Desperate Storytelling demonstrates how writers from Byron to Saul Bellow have embraced Cervantes's vision of the artist as creative exile, born to tell tales of valor and nobility yet doomed to recognize the world's banal reality. Forced to portray adventure in a reductive voice, these writers have immersed heroism in madness and narrative in mockery. Their fictions reflect an awareness of life's absurdities, yet a refusal to forsake the ideal.
Reassessing the post-Romantic literary consciousness, Roger B. Salomon explores the many permutations of the mock-heroic mode, the complex aesthetic instrument brought into being by Cervantes, one by which a writer takes on a dual role as both nostalgic creator and ironic critic.
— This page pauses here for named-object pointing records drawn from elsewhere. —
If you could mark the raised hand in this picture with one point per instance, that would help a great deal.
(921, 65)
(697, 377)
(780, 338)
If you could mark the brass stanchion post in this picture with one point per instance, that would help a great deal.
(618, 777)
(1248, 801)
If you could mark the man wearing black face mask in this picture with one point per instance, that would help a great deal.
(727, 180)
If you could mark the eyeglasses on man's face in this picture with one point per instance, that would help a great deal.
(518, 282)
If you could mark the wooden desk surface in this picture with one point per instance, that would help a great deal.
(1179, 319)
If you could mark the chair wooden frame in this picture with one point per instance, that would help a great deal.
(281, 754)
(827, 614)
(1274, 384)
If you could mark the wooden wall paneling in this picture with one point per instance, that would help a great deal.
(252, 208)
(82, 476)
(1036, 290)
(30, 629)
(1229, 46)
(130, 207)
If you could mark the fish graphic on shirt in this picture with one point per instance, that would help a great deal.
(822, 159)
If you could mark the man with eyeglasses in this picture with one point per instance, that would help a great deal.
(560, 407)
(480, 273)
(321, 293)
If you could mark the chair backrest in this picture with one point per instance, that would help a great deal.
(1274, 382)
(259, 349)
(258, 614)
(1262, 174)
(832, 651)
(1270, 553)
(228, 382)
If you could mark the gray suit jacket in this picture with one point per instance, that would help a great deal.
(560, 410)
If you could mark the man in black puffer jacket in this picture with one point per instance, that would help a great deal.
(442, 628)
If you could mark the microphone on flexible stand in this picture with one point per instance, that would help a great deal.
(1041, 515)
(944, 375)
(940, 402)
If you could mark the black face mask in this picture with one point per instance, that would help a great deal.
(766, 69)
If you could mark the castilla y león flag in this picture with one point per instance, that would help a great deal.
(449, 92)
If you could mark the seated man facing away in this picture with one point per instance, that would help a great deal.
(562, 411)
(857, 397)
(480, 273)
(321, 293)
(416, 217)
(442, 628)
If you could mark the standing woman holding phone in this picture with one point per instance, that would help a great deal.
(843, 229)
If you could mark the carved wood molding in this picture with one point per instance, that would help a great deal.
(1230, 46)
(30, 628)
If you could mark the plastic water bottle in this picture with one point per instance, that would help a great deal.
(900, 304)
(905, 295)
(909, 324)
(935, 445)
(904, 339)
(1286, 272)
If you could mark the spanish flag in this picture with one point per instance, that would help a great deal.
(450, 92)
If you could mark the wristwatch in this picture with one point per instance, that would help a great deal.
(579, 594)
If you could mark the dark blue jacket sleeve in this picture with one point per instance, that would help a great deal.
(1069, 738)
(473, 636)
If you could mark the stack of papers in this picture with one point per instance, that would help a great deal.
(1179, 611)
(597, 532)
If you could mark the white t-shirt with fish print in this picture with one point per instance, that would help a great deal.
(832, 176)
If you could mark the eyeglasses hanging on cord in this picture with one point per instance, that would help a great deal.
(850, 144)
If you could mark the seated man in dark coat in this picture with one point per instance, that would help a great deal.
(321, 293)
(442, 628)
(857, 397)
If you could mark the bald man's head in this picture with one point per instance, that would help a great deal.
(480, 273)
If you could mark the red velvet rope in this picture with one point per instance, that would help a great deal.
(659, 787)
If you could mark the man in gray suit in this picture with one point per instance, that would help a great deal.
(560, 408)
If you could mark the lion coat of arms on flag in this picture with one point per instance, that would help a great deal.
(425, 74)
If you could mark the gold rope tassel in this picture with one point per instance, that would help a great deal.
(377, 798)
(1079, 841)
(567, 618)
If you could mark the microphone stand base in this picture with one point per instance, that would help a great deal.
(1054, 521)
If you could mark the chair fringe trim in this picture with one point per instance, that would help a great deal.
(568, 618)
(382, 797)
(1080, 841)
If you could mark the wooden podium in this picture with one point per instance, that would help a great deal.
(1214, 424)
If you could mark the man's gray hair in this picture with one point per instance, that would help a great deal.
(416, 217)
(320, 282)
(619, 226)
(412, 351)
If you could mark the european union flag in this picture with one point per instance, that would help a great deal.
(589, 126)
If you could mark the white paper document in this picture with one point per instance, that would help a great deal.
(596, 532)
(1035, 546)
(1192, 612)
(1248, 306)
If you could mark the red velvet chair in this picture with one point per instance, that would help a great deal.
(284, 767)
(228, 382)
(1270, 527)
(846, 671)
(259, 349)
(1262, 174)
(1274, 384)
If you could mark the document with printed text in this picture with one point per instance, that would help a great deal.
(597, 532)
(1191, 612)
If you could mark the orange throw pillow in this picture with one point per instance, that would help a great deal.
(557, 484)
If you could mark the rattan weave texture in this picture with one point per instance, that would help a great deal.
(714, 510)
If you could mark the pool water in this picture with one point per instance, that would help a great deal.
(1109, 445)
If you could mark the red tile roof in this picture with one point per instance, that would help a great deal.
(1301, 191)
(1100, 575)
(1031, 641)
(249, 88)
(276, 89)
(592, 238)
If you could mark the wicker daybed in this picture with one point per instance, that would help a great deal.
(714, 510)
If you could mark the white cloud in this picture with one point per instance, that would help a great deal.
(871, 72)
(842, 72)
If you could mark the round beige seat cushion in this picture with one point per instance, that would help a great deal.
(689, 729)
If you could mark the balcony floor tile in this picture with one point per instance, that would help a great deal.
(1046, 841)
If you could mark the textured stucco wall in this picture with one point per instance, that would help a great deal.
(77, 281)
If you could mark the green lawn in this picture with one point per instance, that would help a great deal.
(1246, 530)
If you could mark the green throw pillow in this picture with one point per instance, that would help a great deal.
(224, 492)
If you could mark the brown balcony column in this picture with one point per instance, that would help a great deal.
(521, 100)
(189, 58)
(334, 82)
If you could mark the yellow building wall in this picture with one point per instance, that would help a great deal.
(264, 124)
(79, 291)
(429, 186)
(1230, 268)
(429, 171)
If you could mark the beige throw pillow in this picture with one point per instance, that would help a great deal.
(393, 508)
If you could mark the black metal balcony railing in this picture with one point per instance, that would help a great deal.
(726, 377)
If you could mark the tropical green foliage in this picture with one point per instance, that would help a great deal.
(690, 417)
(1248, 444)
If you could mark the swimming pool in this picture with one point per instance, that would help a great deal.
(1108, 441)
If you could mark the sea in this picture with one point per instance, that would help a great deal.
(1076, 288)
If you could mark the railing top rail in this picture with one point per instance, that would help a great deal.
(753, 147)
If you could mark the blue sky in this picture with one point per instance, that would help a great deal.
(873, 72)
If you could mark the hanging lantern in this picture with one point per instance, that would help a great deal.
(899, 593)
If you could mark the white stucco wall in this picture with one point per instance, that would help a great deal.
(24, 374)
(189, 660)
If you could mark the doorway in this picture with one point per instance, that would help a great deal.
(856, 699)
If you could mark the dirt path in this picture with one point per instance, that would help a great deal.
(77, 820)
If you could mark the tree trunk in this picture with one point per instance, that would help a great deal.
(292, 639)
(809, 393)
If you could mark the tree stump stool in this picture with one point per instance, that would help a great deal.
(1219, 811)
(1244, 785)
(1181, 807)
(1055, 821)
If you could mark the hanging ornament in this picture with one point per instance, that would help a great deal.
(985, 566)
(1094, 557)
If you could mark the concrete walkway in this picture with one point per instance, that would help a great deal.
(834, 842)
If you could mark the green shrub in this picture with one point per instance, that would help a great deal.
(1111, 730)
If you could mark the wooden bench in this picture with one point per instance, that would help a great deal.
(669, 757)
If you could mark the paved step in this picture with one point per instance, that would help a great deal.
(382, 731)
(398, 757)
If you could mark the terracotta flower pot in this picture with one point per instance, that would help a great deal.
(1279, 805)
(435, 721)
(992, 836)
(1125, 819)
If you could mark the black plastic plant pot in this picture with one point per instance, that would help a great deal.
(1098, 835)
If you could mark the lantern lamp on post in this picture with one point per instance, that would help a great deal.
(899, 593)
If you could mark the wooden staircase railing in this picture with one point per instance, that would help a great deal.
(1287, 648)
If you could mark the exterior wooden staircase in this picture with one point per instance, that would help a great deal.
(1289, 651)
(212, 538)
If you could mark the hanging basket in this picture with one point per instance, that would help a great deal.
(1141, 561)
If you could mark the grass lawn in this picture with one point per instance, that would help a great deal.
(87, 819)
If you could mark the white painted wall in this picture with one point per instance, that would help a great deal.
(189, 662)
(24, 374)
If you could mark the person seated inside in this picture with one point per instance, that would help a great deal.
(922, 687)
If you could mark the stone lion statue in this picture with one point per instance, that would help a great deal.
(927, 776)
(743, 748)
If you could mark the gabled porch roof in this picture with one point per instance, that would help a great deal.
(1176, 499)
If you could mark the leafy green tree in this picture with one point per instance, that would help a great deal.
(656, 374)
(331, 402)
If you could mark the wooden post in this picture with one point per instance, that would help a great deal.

The mock hero is almost by definition an outdated one, aligning his deepest emotional attachments to dead mythologies and forgotten codes of ethics; he is an alienated figure in a landscape hostile to the possibility of any kind of attainment. Just as Don Quixote's noble madness in an ignoble age invites both sympathy and derision, so later incarnations of the mock hero immerse the reader in a dialogue between the real and a faded ideal, between the sensible and the admirable.
Describing a literary mode that joins heroic endeavor with its deflating results, Desperate Storytelling traces the adventures of literature's misplaced heroes from Nabokov's Berlin to Saul Bellow's Chicago, from James Joyce's Dublin to Mark Twain's Mississippi.